Monday, January 24, 2005

Chicken soup of the damned

Okay, my chicken soup was making a really eerie noise in the microwave. It's a wholesome, Republican chicken soup -- homemade, relatively lo-cal and only in the fridge a couple days. And yet, a minute or so into the zapping process, it started to wheeze.

Seriously. It was making this low "wheeeee" noise that made Clementine actually move out of a perfectly good sun-spot and investigate.

It could be that the potatoes or something had air that had gotten trapped and the heating process was making it seep out. But I think we could also say that my chicken soup was moaning like something in an Edgar Allen Poe story.

I'm going to go ahead and eat this, because I'm a 21st century type of gal, (and I'm hungry) but if anything happens, you'll know where to direct the SciFi Channel investigation team.
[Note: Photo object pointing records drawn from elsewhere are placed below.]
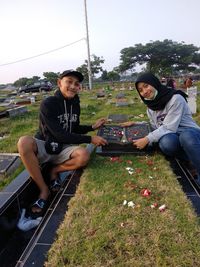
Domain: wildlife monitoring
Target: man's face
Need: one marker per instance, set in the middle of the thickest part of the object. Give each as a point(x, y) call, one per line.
point(69, 86)
point(146, 90)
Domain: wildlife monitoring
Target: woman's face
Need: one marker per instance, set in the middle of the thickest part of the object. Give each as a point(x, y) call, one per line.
point(146, 90)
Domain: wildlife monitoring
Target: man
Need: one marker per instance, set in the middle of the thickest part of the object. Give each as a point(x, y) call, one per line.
point(57, 138)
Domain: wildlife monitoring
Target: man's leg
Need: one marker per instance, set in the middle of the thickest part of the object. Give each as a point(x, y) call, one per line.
point(28, 150)
point(78, 159)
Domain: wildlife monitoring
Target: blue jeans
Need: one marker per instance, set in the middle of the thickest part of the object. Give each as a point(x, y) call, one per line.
point(184, 146)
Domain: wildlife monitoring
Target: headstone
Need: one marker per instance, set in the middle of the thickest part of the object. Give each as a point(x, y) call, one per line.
point(120, 139)
point(17, 111)
point(120, 95)
point(100, 94)
point(117, 118)
point(192, 99)
point(122, 103)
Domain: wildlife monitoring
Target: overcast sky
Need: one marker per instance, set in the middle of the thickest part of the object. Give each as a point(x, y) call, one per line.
point(33, 27)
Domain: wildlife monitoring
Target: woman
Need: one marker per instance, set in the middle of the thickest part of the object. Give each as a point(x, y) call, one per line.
point(174, 129)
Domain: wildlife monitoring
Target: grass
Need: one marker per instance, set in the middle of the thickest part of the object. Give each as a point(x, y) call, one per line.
point(98, 230)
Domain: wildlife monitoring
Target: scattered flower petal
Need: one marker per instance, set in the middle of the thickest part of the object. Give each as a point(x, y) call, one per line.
point(131, 204)
point(145, 192)
point(162, 208)
point(125, 202)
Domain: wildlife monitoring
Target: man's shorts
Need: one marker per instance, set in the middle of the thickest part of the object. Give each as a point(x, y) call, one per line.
point(44, 157)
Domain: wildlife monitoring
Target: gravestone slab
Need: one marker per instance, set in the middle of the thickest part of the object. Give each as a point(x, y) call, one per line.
point(121, 104)
point(120, 139)
point(120, 95)
point(17, 111)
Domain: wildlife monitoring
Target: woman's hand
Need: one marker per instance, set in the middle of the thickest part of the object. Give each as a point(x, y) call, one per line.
point(127, 124)
point(141, 143)
point(98, 123)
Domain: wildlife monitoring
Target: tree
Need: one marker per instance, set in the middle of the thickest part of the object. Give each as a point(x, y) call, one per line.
point(33, 80)
point(21, 82)
point(96, 67)
point(161, 57)
point(51, 76)
point(113, 76)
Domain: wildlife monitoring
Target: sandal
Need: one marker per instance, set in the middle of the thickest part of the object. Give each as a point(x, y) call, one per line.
point(41, 204)
point(55, 185)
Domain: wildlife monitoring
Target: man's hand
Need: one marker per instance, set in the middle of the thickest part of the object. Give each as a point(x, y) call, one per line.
point(141, 143)
point(127, 124)
point(98, 141)
point(98, 123)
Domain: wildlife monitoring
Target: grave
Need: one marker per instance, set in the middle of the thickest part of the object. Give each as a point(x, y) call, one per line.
point(120, 139)
point(17, 111)
point(117, 118)
point(19, 248)
point(8, 163)
point(122, 103)
point(120, 95)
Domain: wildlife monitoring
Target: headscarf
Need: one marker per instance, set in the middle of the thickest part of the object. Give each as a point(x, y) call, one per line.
point(164, 93)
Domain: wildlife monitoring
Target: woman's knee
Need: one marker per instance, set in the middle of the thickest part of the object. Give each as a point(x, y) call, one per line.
point(189, 138)
point(83, 157)
point(26, 144)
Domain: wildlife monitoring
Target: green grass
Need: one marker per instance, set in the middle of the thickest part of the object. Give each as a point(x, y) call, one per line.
point(98, 230)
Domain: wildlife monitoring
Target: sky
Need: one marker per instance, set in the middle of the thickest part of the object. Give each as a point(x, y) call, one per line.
point(56, 30)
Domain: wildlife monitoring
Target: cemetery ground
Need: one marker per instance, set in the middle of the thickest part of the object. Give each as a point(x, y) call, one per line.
point(110, 222)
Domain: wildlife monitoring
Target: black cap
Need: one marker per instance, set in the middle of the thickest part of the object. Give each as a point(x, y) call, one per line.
point(72, 72)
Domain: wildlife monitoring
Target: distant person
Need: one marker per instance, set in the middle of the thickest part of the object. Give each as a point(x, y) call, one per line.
point(58, 138)
point(171, 83)
point(188, 83)
point(174, 129)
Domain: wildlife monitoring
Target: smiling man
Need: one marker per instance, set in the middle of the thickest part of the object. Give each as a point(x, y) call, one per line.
point(58, 138)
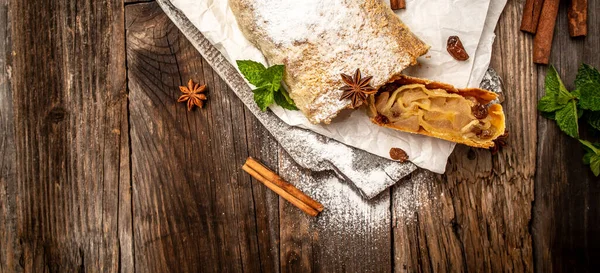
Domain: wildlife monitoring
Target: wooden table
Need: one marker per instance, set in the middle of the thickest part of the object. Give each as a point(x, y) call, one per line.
point(101, 169)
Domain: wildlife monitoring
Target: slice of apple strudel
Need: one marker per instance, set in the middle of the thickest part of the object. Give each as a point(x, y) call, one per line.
point(439, 110)
point(317, 40)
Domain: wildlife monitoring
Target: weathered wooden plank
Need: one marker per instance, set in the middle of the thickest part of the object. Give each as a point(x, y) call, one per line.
point(476, 217)
point(194, 207)
point(68, 88)
point(350, 235)
point(566, 221)
point(9, 251)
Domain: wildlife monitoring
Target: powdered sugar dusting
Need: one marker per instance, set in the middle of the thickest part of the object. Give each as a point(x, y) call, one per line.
point(346, 211)
point(317, 43)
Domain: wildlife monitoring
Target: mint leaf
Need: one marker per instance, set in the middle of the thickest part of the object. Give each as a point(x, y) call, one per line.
point(590, 96)
point(566, 118)
point(252, 71)
point(576, 93)
point(590, 147)
point(595, 164)
point(592, 157)
point(273, 77)
point(586, 74)
point(282, 101)
point(268, 83)
point(263, 97)
point(564, 96)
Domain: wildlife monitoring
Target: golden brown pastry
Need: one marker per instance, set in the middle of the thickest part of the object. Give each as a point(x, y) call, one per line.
point(317, 40)
point(439, 110)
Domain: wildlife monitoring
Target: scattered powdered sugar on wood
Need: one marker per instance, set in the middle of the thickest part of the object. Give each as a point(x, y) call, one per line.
point(346, 212)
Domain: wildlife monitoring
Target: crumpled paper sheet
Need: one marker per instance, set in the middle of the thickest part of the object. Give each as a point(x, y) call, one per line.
point(368, 173)
point(433, 21)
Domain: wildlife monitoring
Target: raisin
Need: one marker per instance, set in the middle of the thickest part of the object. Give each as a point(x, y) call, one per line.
point(381, 119)
point(398, 154)
point(480, 111)
point(456, 49)
point(485, 134)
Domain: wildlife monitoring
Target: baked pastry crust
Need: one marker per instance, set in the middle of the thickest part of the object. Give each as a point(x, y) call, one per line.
point(438, 110)
point(317, 40)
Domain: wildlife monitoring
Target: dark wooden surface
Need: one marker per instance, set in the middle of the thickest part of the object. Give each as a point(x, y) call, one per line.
point(101, 169)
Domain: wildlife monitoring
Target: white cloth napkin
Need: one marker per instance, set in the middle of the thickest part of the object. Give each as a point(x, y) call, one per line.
point(433, 21)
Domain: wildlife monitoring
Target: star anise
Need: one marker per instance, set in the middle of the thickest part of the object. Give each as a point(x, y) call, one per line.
point(193, 95)
point(357, 88)
point(500, 142)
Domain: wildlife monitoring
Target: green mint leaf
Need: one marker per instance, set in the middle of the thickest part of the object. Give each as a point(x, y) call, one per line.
point(593, 119)
point(592, 157)
point(576, 93)
point(252, 71)
point(595, 164)
point(586, 74)
point(590, 96)
point(566, 118)
point(564, 96)
point(548, 104)
point(595, 149)
point(553, 82)
point(263, 97)
point(282, 101)
point(273, 77)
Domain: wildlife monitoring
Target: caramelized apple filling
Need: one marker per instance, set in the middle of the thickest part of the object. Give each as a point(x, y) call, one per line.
point(414, 108)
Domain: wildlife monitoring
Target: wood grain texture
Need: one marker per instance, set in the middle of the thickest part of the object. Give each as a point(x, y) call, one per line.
point(476, 217)
point(345, 237)
point(566, 222)
point(194, 207)
point(9, 252)
point(94, 180)
point(69, 97)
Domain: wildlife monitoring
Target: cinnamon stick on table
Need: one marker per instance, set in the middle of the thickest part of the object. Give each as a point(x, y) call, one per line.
point(578, 18)
point(282, 188)
point(398, 4)
point(542, 43)
point(531, 15)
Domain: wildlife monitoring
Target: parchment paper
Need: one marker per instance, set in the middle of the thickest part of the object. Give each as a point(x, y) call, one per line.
point(433, 21)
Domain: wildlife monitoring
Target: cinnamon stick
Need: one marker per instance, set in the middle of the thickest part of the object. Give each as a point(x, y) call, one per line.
point(578, 18)
point(398, 4)
point(542, 43)
point(531, 15)
point(277, 180)
point(285, 195)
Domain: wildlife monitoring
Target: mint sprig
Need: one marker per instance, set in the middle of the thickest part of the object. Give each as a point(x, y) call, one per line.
point(566, 108)
point(268, 84)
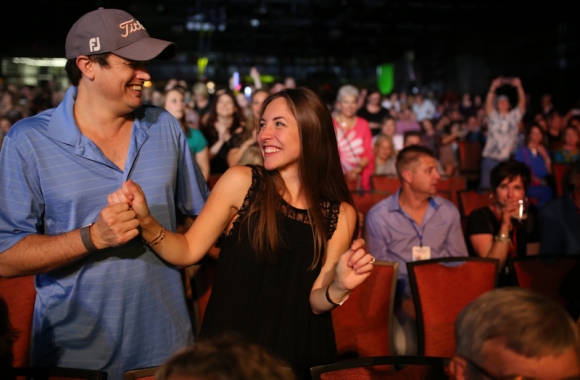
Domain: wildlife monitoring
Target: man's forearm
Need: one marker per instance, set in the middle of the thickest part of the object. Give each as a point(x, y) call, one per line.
point(40, 254)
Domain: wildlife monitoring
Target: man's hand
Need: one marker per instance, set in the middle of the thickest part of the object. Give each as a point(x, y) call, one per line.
point(116, 225)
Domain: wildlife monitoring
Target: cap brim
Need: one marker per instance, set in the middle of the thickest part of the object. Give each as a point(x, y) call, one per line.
point(147, 49)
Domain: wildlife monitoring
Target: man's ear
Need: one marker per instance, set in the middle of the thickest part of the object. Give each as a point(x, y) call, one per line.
point(458, 368)
point(86, 66)
point(407, 175)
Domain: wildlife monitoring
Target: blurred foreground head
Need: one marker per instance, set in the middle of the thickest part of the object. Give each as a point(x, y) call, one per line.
point(225, 358)
point(514, 333)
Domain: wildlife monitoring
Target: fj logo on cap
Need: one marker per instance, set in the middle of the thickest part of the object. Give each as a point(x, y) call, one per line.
point(130, 26)
point(94, 44)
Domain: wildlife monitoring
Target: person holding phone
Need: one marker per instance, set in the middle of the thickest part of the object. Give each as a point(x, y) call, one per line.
point(502, 126)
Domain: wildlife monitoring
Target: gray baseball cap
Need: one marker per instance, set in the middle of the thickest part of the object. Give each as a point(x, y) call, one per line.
point(115, 31)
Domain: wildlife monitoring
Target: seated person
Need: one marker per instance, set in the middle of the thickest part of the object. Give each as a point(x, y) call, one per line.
point(413, 224)
point(226, 358)
point(514, 333)
point(385, 156)
point(560, 220)
point(491, 231)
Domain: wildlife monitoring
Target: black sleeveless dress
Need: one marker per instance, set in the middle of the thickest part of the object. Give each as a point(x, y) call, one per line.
point(267, 300)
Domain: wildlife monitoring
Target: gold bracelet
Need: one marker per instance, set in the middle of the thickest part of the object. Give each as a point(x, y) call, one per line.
point(503, 238)
point(157, 239)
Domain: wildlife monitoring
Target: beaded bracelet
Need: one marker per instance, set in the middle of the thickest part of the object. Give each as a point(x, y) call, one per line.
point(157, 239)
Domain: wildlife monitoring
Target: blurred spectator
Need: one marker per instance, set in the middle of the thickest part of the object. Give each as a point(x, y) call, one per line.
point(546, 104)
point(414, 138)
point(223, 130)
point(392, 103)
point(537, 158)
point(226, 358)
point(423, 108)
point(514, 333)
point(174, 103)
point(201, 103)
point(385, 155)
point(372, 111)
point(568, 153)
point(248, 152)
point(407, 121)
point(491, 231)
point(555, 126)
point(466, 108)
point(354, 139)
point(413, 224)
point(560, 220)
point(429, 136)
point(502, 126)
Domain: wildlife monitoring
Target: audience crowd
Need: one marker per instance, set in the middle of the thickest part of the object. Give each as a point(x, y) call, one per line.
point(414, 137)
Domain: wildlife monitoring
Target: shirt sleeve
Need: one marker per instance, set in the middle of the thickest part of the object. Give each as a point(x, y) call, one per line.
point(21, 199)
point(376, 237)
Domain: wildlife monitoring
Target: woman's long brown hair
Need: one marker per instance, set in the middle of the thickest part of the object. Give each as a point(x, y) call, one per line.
point(319, 171)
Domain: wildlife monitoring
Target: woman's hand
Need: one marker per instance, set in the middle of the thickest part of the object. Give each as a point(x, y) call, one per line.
point(131, 194)
point(353, 267)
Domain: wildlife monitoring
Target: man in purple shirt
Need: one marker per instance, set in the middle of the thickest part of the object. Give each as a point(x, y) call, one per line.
point(413, 224)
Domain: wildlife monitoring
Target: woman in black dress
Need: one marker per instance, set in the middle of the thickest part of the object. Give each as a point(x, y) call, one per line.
point(288, 256)
point(492, 231)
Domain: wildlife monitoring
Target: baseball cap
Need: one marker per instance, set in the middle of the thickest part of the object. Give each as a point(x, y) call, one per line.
point(115, 31)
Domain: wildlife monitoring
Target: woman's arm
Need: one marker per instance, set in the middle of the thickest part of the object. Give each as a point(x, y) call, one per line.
point(345, 267)
point(220, 209)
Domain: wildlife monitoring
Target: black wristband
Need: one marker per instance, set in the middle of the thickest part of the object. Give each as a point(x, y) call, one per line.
point(86, 238)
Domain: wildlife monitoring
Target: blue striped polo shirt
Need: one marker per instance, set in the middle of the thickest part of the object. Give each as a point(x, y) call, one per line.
point(120, 308)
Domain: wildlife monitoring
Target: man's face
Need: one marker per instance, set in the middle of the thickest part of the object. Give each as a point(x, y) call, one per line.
point(121, 83)
point(500, 362)
point(424, 176)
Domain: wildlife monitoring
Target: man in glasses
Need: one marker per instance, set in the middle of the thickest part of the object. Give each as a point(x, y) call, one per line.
point(513, 333)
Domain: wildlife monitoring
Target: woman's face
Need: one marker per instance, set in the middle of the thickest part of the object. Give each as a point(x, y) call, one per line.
point(384, 150)
point(571, 137)
point(175, 104)
point(374, 99)
point(279, 137)
point(225, 106)
point(536, 136)
point(389, 127)
point(347, 106)
point(510, 190)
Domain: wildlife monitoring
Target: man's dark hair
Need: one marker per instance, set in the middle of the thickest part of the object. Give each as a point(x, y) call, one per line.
point(75, 74)
point(510, 169)
point(410, 155)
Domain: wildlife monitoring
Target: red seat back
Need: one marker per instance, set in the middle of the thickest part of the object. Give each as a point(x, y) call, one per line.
point(362, 325)
point(545, 274)
point(441, 289)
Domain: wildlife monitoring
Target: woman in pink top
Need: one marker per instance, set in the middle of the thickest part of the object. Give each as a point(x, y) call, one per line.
point(354, 139)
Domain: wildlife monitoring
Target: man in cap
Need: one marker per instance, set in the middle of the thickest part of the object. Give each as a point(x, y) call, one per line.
point(502, 126)
point(104, 299)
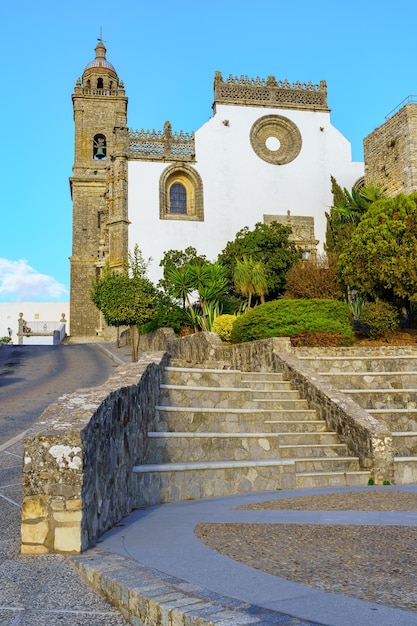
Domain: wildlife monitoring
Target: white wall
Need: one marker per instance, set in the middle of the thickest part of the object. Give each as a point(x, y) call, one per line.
point(238, 186)
point(32, 311)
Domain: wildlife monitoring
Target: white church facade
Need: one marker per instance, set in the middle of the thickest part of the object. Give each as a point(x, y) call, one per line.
point(267, 153)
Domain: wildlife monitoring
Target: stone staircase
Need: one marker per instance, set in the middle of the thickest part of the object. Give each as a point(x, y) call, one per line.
point(384, 383)
point(219, 432)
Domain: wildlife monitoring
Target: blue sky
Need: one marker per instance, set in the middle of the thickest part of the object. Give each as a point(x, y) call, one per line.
point(167, 53)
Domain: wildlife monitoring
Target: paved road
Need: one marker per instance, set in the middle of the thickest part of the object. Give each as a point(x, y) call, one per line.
point(41, 589)
point(32, 377)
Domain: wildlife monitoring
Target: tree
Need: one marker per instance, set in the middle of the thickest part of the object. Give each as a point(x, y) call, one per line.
point(127, 297)
point(315, 278)
point(267, 243)
point(346, 212)
point(250, 278)
point(203, 282)
point(380, 260)
point(177, 259)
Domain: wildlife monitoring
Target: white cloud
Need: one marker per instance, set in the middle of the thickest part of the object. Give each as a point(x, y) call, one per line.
point(20, 282)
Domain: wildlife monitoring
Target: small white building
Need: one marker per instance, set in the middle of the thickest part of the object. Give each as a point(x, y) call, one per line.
point(39, 316)
point(267, 152)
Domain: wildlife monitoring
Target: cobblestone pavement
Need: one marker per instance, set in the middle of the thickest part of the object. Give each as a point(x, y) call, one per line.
point(40, 590)
point(373, 563)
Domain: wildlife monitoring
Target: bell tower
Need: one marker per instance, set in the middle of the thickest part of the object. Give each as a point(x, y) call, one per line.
point(98, 185)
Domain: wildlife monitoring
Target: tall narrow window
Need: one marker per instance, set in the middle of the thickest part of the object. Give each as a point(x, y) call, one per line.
point(178, 199)
point(99, 147)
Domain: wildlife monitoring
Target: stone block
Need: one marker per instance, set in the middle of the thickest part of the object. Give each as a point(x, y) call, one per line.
point(67, 539)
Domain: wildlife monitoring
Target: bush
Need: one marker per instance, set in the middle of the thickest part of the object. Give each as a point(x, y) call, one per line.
point(379, 319)
point(222, 325)
point(316, 278)
point(286, 318)
point(168, 314)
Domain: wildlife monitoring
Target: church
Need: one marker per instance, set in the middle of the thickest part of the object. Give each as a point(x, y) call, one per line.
point(267, 153)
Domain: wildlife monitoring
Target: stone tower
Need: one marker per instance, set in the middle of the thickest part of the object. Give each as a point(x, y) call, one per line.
point(391, 150)
point(98, 185)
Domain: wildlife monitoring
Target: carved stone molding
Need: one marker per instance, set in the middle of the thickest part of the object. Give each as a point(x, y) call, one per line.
point(286, 135)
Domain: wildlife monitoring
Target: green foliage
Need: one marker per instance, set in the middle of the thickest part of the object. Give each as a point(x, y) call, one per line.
point(223, 325)
point(178, 259)
point(379, 318)
point(168, 314)
point(204, 280)
point(267, 243)
point(285, 318)
point(125, 298)
point(346, 212)
point(380, 260)
point(250, 278)
point(315, 278)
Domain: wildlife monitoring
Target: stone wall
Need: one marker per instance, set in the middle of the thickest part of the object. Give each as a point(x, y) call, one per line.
point(391, 153)
point(78, 460)
point(365, 436)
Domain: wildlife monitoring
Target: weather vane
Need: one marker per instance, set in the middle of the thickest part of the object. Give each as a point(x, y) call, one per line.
point(101, 36)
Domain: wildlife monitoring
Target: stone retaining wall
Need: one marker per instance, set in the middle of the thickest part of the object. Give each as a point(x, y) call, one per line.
point(77, 478)
point(78, 460)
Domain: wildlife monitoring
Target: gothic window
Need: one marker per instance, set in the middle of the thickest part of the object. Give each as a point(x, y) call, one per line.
point(181, 194)
point(99, 148)
point(178, 199)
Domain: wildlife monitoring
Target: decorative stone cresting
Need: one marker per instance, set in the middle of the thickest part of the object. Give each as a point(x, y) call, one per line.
point(77, 474)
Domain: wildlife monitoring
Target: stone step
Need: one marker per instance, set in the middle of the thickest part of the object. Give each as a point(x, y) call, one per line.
point(326, 464)
point(371, 380)
point(405, 443)
point(267, 385)
point(405, 470)
point(262, 376)
point(319, 451)
point(397, 419)
point(166, 447)
point(308, 480)
point(222, 397)
point(383, 398)
point(236, 420)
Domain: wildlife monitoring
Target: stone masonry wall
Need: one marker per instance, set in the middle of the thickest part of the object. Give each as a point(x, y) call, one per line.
point(78, 460)
point(391, 153)
point(77, 478)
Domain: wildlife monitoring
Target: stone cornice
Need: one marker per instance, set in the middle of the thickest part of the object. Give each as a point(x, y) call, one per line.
point(269, 92)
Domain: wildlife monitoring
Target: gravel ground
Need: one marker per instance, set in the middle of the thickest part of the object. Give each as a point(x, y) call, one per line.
point(373, 563)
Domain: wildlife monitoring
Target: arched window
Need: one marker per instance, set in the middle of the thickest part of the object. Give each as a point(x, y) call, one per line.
point(178, 199)
point(99, 148)
point(181, 194)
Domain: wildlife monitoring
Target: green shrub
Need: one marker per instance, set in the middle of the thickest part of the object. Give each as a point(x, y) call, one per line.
point(380, 319)
point(222, 325)
point(285, 318)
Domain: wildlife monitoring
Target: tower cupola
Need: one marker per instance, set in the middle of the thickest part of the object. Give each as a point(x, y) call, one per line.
point(99, 73)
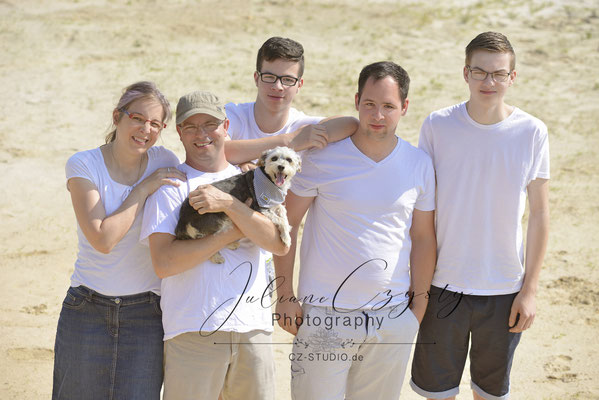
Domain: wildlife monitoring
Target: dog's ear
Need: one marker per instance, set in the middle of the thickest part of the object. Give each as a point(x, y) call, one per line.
point(262, 159)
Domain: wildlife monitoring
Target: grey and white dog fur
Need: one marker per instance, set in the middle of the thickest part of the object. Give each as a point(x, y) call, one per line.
point(279, 165)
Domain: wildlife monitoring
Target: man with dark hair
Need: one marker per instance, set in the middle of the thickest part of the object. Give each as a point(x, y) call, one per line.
point(270, 121)
point(367, 252)
point(488, 156)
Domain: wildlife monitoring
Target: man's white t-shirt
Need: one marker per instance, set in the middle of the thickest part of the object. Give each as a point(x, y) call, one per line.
point(208, 297)
point(127, 269)
point(482, 175)
point(243, 124)
point(356, 240)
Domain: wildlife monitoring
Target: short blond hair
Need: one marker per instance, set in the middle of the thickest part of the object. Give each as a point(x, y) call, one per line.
point(493, 42)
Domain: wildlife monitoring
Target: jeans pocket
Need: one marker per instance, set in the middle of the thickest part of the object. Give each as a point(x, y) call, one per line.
point(73, 300)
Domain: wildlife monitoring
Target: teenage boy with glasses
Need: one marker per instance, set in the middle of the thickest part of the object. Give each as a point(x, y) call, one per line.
point(270, 121)
point(488, 156)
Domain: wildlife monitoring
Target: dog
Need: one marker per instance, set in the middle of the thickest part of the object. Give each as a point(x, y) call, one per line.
point(266, 186)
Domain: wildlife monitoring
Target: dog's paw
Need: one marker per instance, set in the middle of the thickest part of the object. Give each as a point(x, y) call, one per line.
point(233, 246)
point(217, 258)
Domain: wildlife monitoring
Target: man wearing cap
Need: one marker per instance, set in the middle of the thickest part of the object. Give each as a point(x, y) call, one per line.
point(215, 335)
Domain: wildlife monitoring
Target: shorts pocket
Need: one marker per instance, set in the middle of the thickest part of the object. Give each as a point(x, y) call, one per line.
point(73, 300)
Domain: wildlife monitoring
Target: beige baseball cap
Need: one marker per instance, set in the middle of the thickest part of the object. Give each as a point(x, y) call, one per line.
point(199, 103)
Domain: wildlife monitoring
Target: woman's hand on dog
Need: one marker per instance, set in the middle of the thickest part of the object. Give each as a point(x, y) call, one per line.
point(207, 198)
point(162, 176)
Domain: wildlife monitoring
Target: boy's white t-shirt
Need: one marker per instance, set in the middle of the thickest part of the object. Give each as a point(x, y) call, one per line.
point(210, 296)
point(243, 124)
point(482, 174)
point(358, 226)
point(127, 269)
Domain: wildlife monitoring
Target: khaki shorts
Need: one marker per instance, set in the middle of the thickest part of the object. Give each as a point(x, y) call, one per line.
point(199, 367)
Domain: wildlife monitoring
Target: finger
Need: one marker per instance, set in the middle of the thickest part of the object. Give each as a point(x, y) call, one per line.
point(170, 182)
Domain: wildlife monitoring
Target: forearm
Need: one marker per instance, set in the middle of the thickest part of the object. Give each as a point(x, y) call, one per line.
point(240, 151)
point(422, 267)
point(111, 230)
point(171, 256)
point(284, 266)
point(536, 246)
point(256, 227)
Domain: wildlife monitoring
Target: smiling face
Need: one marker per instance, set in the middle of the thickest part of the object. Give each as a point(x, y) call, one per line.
point(276, 97)
point(204, 145)
point(135, 136)
point(489, 93)
point(380, 109)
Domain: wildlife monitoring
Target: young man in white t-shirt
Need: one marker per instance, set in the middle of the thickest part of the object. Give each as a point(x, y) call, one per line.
point(270, 121)
point(214, 337)
point(488, 156)
point(368, 243)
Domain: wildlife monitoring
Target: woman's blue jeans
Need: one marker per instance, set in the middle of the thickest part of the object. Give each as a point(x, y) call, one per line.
point(108, 347)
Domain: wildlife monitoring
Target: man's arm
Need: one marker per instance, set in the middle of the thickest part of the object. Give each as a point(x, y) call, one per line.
point(422, 259)
point(171, 256)
point(254, 225)
point(328, 130)
point(296, 208)
point(537, 236)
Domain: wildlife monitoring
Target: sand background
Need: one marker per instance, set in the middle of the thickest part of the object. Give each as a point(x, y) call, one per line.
point(63, 65)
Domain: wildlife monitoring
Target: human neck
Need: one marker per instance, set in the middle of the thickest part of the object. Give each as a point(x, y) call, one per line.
point(375, 149)
point(488, 114)
point(207, 164)
point(270, 121)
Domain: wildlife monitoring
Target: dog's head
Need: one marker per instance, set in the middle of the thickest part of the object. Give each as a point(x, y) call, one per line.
point(280, 164)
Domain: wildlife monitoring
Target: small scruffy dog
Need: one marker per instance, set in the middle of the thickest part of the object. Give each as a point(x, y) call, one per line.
point(267, 187)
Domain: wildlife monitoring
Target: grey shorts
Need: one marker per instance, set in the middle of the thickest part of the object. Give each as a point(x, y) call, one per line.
point(450, 323)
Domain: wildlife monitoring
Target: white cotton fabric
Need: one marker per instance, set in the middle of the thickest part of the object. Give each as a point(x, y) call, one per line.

I'm kidding (most likely), but meanwhile, this post from Huw reminds us of the kind of thing that "educated" superstitious people can make themselves believe. These are usually the same people who just can't buy Virgin birth or Creationism because those things are too implausible. Don't get me started.


Blogger Alexios said...

Outstanding, I too would eat the soup anyway. The fact that it's 3:AM not withstanding, I enjoyed your post immensely, a very good laugh. Did you survive the soup?


January 25, 2005 at 2:06 AM  
Blogger Grace said...

Apparently so. Though I'm trying to remember how many hours after William Hurt *thought* he survived the attack before the alien burst out of his stomach. Blech. That'll turn me off of food altogether.